Pozostałe utwory niestety nie prezentują się wcale lepiej. „The Man You Always Wanted Me To Be” to bardzo przeciętna poprockowa piosenka, zaśpiewana przez Chrisa zresztą. Którą z Yes łączy tylko nazwa zespołu. Dokładnie to samo można by napisać o „Life On A Film Set”: jeszcze słabsza niż poprzedniczka, koszmarnie nudna pioseneczka, pozbawiona chwytliwej melodii, pozbawiona ciekawych partii instrumentalnych, pozbawiona jakiegokolwiek wyrazu, która jednym uchem wlatuje, by zaraz potem drugim wylecieć. Potem następują dwa utwory autorstwa Steve’a Howe’a: „Hour Of Need” to całkiem znośna, niestety niczym specjalnym się nie wyróżniająca ballada, zbudowana głównie na partii gitary akustycznej, o mocno banalnej niestety melodii, zaś „Solitaire” to przyjemna, acz niezbyt oryginalna, dość tuzinkowa miniaturka na gitarę klasyczną, których Howe już się w swojej karierze natworzył sporo. I w sumie chyba najbardziej yesowski utwór na płycie. Co jest samo w sobie bardzo wymowne. „Into The Storm”, jedyny na płycie utwór sygnowany przez wszystkich muzyków, znów próbuje imitować klasyczny styl Yes: zmiany tempa, kilkugłosowe partie wokalne, charakterystyczne brzmienie gitary w solówce… no właśnie. Tylko że bardzo brzmi to jak imitacja Yes. I znów kojarzy się ze starym utworem. Tym razem „On The Silent Wings Of Freedom”.

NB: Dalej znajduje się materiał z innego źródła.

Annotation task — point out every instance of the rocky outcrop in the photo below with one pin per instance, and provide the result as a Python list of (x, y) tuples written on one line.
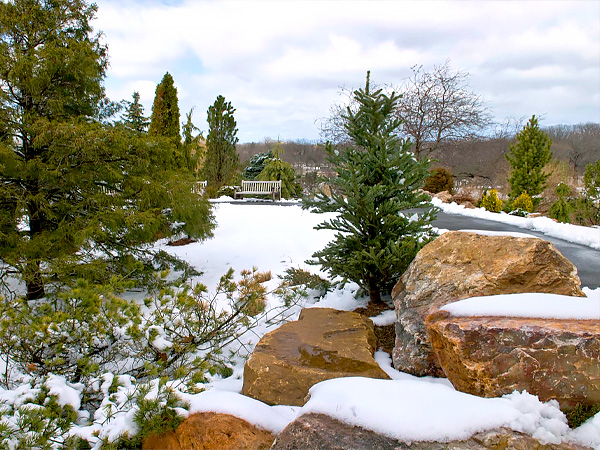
[(321, 432), (322, 344), (212, 431), (493, 356), (459, 265)]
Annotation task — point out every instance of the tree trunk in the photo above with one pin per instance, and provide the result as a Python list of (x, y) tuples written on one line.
[(33, 281), (33, 276)]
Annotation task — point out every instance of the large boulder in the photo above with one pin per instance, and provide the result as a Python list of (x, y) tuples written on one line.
[(459, 265), (211, 431), (322, 344), (321, 432), (491, 356)]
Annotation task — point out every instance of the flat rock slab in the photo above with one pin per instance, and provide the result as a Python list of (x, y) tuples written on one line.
[(492, 356), (322, 344), (458, 265), (211, 431), (321, 432)]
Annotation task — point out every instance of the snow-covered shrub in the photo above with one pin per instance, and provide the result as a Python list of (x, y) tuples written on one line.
[(491, 202)]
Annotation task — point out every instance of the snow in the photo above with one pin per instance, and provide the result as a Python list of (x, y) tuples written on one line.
[(589, 236), (277, 237), (532, 305)]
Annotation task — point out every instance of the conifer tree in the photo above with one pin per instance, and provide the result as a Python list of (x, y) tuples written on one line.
[(222, 159), (134, 118), (377, 178), (80, 198), (527, 157), (164, 120)]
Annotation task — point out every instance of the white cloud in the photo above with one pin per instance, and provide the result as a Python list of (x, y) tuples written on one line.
[(281, 63)]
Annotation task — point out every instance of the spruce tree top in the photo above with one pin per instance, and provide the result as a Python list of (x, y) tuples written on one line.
[(165, 110), (528, 156), (377, 178)]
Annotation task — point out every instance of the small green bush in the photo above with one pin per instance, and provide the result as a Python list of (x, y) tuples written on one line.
[(562, 208), (523, 202), (581, 413), (491, 202), (439, 180)]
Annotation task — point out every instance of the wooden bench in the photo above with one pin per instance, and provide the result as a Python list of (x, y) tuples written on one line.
[(271, 188)]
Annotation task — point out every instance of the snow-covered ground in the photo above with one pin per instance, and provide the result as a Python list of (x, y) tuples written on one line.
[(589, 236), (276, 238)]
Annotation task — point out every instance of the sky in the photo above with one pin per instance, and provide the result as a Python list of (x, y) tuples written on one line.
[(283, 64)]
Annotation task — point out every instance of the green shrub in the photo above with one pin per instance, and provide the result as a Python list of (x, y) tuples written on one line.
[(491, 202), (523, 202), (439, 180), (581, 413), (562, 208)]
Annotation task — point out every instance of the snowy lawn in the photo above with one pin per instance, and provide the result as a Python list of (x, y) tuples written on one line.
[(275, 238)]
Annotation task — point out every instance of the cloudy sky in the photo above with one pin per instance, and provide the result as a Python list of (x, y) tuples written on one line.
[(282, 63)]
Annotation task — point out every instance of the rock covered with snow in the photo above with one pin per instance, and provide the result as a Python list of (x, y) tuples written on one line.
[(555, 359), (211, 431), (459, 265), (322, 432), (322, 344)]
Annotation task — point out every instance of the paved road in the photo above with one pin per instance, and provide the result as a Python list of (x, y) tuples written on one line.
[(586, 259)]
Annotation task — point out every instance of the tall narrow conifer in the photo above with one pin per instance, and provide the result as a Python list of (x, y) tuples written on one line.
[(527, 157), (165, 117)]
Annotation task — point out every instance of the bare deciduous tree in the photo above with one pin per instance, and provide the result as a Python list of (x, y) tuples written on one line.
[(437, 107)]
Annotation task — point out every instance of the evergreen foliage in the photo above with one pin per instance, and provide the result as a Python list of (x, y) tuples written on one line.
[(91, 194), (222, 160), (164, 120), (134, 118), (377, 178), (527, 157), (439, 180), (491, 202), (562, 209), (277, 169), (191, 147), (523, 202), (256, 165)]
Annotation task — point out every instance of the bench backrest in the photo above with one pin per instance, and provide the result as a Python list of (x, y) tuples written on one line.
[(261, 186)]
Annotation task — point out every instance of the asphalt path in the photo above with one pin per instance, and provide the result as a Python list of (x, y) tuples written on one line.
[(586, 259)]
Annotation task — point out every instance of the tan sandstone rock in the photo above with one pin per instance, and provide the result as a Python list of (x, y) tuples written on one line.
[(212, 431), (492, 356), (321, 432), (322, 344), (459, 265)]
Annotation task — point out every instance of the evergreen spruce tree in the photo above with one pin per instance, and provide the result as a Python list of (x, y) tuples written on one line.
[(164, 120), (134, 118), (222, 160), (527, 158), (377, 178), (92, 195)]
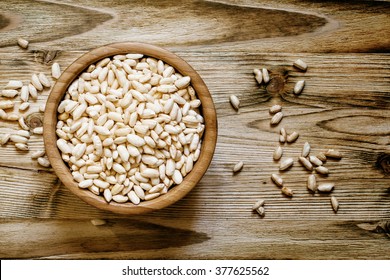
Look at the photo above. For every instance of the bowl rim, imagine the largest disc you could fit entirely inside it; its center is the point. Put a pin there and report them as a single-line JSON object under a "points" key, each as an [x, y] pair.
{"points": [[209, 138]]}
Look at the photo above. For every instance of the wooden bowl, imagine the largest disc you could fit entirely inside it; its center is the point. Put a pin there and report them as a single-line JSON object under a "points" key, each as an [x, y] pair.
{"points": [[207, 109]]}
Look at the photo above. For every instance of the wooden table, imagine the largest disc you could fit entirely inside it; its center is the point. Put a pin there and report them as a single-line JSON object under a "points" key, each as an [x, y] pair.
{"points": [[345, 105]]}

I tak wygląda praktycznie cała – jak ktoś złośliwie to określił – „Fry Your Ears.” Yes brzmiący jak własna, trzeciorzędna imitacja, jak zespół początkujących muzyków próbujących naśladować brzmienie Yes i kopiować ich pomysły, pozbawiony ładnych, zapadających w pamięć melodii, pozbawiony energii, pozbawiony werwy, pozbawiony udanych kompozycji, oblany mdłym klawiszowym sosem pozbawionym wyrazu i jakichkolwiek indywidualnych cech (a przecież Geoff Downes potrafi grać ładne, stylowe podkłady i solówki), z wyjątkowo kiepskim „wokalistą”, z partiami Steve’a Howe’a jakby dolepionymi do pozostałych w ostatniej chwili (wypadają trochę jak napieprzanka Żebrowskiego ze smokiem w "Wiedźminie": jedno sobie, drugie sobie). No cóż, ideał sięgnął bruku: nawet na „Open Your Eyes” (nosz kryfa, nigdy się nie spodziewałem, że napiszę o tej płycie w pozytywnym tonie) ten zespół nie upadł aż tak nisko. Tam przynajmniej od początku chodziło o ładne, melodyjne piosenki. Tamtej płyty przynajmniej można było posłuchać bez obaw o zdrowie (psychiczne i fizyczne). A porównania do „Dramy” (niejako uzasadnione obecnością w składzie Downesa i Hornem za konsoletą) wypadają na niekorzyść nowej płyty w stopniu wręcz przerażającym. „Drama” była płytą udaną, spójną, pozbawioną może wybitnych kompozycji, ale była tam jakaś konkretna koncepcja artystyczna, jakiś pomysł na siebie. „Fly From Here” to już tylko cyniczny skok na kasę, płyta mdła, bezbarwna, zupełnie nijaka, której przesłuchanie wymaga od słuchacza olbrzymiego samozaparcia (albo grożącej zniszczeniem wątroby ilości alkoholu i/lub psychotropów). I nie piszę tak dlatego, że jestem zaprzysięgłym, zaślepionym fanem Jona Andersona (bo nie jestem i nie byłem, aczkolwiek mam do niego ogromny szacunek i lubię jego solowe płyty). Piszę to jako wierny fan Yes. Bardzo ciężko rozczarowany tym, co otrzymał na „Fly From Here”.

Zresztą, o czym mówimy. Nie ma już zespołu Yes. Teraz jest tylko Ye$. Cyniczna machina do wyciskania kasy od wiernych i zaślepionych fanów.

Szkoda kasy na to coś, szkoda miejsca na półce. Szkoda nawet łącza i megabajtów na dysku.